Three Rivers Waterkeeper (3RWK) Executive Director Heather Hulton VanTassel called the penalties “a step in the right direction,” but said that they “do not adequately or justly represent the long-term harm to the Mon River, and to the communities impacted by years of pollution.”

The Mon provides drinking water to about 1 million people.

3RWK has been monitoring and reporting intermittent petrochemical sheens on the Mon from the Irvin Works since December 2022.

“Community members living downstream have anecdotally documented issues for over a decade,” VanTassel said in an email to Outdoor News. “Just within the week of the consent order, community members reported five separate incidences of oil on the Mon to 3RWK.”

She notes that U.S. Steel has known about the discharges for years and should be required to remedy the problem immediately and pay additional fines for each day of discharges through their mandated monitoring systems with no grace period.

DEP investigated at least seven complaints of oil flowing into the river between August 2022 and April 2025.

Although U.S. Steel was ordered in October 2023 to find the source of the leaks, subsequent inspections found continued violations, according to DEP.

U.S. Steel is the third-largest U.S.-based steel producer and 24th largest in the world, according to World Steel Association.

It posted revenues totaling $15 billion in 2024.

The company has operated the Irvin Works on the Mon since 1938 as a facility that finishes, or rolls and treats, steel slabs produced at its Edgar Thomas Works in nearby Braddock.

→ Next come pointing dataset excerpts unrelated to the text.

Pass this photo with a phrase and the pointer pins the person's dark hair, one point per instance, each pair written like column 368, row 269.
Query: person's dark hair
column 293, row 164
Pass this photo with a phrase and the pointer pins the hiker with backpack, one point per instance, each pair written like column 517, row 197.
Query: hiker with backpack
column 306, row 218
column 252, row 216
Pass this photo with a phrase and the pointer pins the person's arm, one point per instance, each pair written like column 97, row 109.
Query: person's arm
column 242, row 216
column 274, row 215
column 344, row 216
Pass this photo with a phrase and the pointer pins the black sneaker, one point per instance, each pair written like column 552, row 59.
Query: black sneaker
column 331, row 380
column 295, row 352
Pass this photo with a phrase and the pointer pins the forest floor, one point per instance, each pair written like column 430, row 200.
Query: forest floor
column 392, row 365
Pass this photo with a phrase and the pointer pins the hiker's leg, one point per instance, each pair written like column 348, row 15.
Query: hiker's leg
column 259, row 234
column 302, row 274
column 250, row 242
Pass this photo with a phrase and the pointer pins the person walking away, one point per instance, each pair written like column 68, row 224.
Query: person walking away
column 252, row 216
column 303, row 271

The settlement agreement notes that the Irvin Works “stores and utilizes substantial amounts of lubricating oils and greases in the course of its normal operations.”

Oil can cause serious damage in a freshwater system, according to the American Chemical Society, which claims that the longer it remains in a lake, river or stream the more it changes and persists in the environment.

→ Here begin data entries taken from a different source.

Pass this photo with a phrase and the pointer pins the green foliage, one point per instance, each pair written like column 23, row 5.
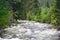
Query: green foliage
column 4, row 15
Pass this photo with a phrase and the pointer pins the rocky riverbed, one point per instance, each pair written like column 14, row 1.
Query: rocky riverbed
column 31, row 30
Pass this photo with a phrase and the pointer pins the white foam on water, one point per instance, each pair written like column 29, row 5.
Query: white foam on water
column 30, row 30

Although less research has been done about freshwater oil spills than those in saltwater bodies, impacts on aquatic life can be significant.

The Environmental Protection Agency is studying oil spills in freshwater mesocosms – which replicate outdoor environments in a controlled setting indoors – at a lab near Cincinnati, Ohio, and has found that insect emergence substantially declined in the oiled systems.

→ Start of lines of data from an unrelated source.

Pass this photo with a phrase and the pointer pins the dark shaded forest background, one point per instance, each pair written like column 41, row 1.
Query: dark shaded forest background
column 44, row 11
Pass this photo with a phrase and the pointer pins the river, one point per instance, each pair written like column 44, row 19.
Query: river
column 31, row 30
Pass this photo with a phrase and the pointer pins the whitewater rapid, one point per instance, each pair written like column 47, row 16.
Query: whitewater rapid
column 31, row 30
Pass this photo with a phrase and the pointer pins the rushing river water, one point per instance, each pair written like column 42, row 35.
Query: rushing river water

EPA researchers also observed changes in the stream periphyton community, including various kinds of algae, which are key food sources for organisms in streams.

The Mon is part of western Pennsylvania’s Three Rivers, joining the Allegheny near Point State Park in downtown Pittsburgh to form the Ohio.

The Mon has a long and storied history as an industrial waterway and still carries barges to and from the region’s mills. The Edgar Thompson Works was the first plant built on the Mon, in 1875.

While the river is beset with legacy chemicals from the steel and coke industries, since adoption of the Clean Water Act in 1972 it has been in recovery, and today offers excellent fishing for an array of species, from saugers to smallmouth bass to muskies.

A milestone in the Mon’s progress was marked in 2005 when the CITGO Bassmaster Classic came to the Three Rivers. Although the winning bag was a meager 12 pounds, 15 ounces in warm, low conditions, locals often brag about the quality of the smallmouths and catfish they catch.

The Mon was voted Pennsylvania River of the Year in 2012 in a competition sponsored by the Pennsylvania Department of Conservation and Natural Resources and was runner-up for the same honor in 2022.